Our literature review on complications associated with concussed patients undergoing anesthesia examined all types of articles, including case reports. Still, we only found one study that directly analyzed the perioperative complications in concussed patients undergoing general anesthesia compared to non-concussed patients. This study by D'Souza et al. found no differences in intraoperative and postoperative complications when comparing patients with a concussion to patients without a concussion [18]. Our results align with this as we also did not find significant differences between concussed and non-concussed patients undergoing anesthesia when LOC is not considered. Furthermore, our review of the records in the concussion group did not find any suboptimal outcomes. It should be noted that D'Souza et al. did not consider LOC in their analysis. Once we controlled for LOC, our analysis revealed statistically significant differences.
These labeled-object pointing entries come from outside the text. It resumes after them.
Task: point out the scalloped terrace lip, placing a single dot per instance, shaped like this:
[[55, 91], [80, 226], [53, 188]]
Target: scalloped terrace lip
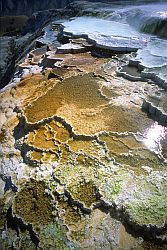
[[83, 136]]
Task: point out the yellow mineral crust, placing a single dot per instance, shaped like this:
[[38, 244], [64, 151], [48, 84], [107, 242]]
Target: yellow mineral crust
[[82, 91]]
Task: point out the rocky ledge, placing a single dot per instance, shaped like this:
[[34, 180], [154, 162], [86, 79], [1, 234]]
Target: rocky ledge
[[82, 166]]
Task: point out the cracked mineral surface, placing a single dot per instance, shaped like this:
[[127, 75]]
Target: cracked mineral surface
[[83, 146]]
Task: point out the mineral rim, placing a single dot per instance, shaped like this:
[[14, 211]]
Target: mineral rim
[[87, 166]]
Given that D'Souza et al.'s is the only study to investigate the complications associated with concussion and general anesthesia, and ours is the first to analyze vasopressor requirements for the concussed patient undergoing anesthesia, there is a considerable need for more research into the connection between concussion focusing on LOC and general anesthesia to validate these findings.
This study has a few limitations. A larger sample size of concussed patients may have revealed significant differences in the total vasoactive dose required for concussed and non-concussed patients, regardless of LOC status. Due to the retrospective nature of our study, the lack of a standardized threshold for phenylephrine administration is a notable limitation. Other limitations of this study include its single-institution design, which limits generalizability, and the exclusion of complex surgeries, which could introduce selection bias.
Conclusions
The effects of general anesthesia among individuals with a history of concussion or LOC remains a pressing and inadequately addressed question. Post-concussion, the brain undergoes a complex array of physiologic changes that may present a risk for a second injury. Our investigation revealed statistically significant differences in total phenylephrine administered when considering concussed patients with an associated LOC. This cohort of concussed patients with LOC required a statistically significant increase in phenylephrine administration compared to patients without head trauma. This association may suggest that LOC may be a marker of significant physiologic changes that occur with a concussion, which may have an effect on treatment and eventual outcomes.